Enhancing Retail Sales Forecasting with Optimized Machine Learning Models
Priyam Ganguly, Isha Mukherjee
TL;DR
The paper tackles retail store sales forecasting in the presence of strong seasonality and many product families, where LR underfits traditional models. It evaluates several ML approaches (RF, GB, SVR, XGBoost) and shows that an optimized RF with hyperparameter tuning and feature engineering achieves $R^2=0.945$ and $RMSLE=1.172$, outperforming GB ($R^2=0.942$), SVR ($R^2=0.940$), and XGBoost ($R^2=0.939$). The study uses the Favorita Stores dataset from Ecuador and demonstrates that careful preprocessing, lag features, and cross-validated hyperparameter search are key to capturing complex patterns. It highlights the practical impact of advanced ML in predictive analytics for retail, while suggesting future work on external variables and interpretable, hybrid models.
Abstract
In retail sales forecasting, accurately predicting future sales is crucial for inventory management and strategic planning. Traditional methods like LR often fall short due to the complexity of sales data, which includes seasonality and numerous product families. Recent advancements in machine learning (ML) provide more robust alternatives.
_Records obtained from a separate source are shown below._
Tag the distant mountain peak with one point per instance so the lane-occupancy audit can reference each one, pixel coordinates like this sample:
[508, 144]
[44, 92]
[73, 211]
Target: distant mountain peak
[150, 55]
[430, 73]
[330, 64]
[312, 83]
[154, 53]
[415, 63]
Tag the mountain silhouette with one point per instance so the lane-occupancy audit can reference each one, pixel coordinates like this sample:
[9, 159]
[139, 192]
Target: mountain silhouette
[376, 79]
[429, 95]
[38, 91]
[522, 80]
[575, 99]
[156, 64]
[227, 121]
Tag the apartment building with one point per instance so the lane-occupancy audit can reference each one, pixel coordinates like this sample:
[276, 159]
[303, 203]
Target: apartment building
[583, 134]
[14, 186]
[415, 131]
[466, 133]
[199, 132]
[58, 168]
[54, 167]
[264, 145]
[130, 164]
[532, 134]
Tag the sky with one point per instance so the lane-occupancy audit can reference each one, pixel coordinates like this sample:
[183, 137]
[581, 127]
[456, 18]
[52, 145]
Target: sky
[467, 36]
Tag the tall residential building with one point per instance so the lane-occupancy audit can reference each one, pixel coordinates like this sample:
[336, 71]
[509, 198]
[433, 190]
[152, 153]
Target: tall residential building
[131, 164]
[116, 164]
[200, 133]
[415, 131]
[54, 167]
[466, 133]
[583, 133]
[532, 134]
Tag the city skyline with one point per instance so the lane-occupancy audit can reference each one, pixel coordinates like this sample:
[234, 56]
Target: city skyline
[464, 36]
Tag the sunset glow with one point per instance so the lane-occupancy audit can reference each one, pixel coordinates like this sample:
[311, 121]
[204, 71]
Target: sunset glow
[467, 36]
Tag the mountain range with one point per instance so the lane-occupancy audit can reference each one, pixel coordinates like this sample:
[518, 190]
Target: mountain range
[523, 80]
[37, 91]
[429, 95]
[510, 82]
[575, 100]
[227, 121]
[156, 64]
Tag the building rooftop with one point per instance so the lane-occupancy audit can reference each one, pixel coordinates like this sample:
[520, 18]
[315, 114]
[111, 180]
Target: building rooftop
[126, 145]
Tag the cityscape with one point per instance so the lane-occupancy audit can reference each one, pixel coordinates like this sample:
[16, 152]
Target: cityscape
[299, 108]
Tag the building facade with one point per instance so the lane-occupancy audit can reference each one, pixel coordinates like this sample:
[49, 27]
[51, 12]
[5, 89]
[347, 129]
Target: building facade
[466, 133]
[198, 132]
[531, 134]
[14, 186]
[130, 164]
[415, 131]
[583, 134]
This research benefits from the power of ML, particularly Random Forest (RF), Gradient Boosting (GB), Support Vector Regression (SVR), and XGBoost, to improve prediction accuracy. Despite advancements, a significant gap exists in handling complex datasets with high seasonality and multiple product families. The proposed solution involves implementing and optimizing a RF model, leveraging hyperparameter tuning through randomized search cross-validation. This approach addresses the complexities of the dataset, capturing intricate patterns that traditional methods miss. The optimized RF model achieved an R-squared value of 0.945, substantially higher than the initial RF model and traditional LR, which had an R-squared of 0.531. The model reduced the root mean squared logarithmic error (RMSLE) to 1.172, demonstrating its superior predictive capability. The optimized RF model did better than cutting-edge models like Gradient Boosting (R-squared: 0.942), SVR (R-squared: 0.940), and XGBoost (R-squared: 0.939), with more minor mean squared error (MSE) and mean absolute error (MAE) numbers. The results demonstrate that the optimized RF model excels in forecasting retail sales, handling the datasets complexity with higher accuracy and reliability. This research highlights the importance of advanced ML techniques in predictive analytics, offering a significant improvement over traditional methods and other contemporary models.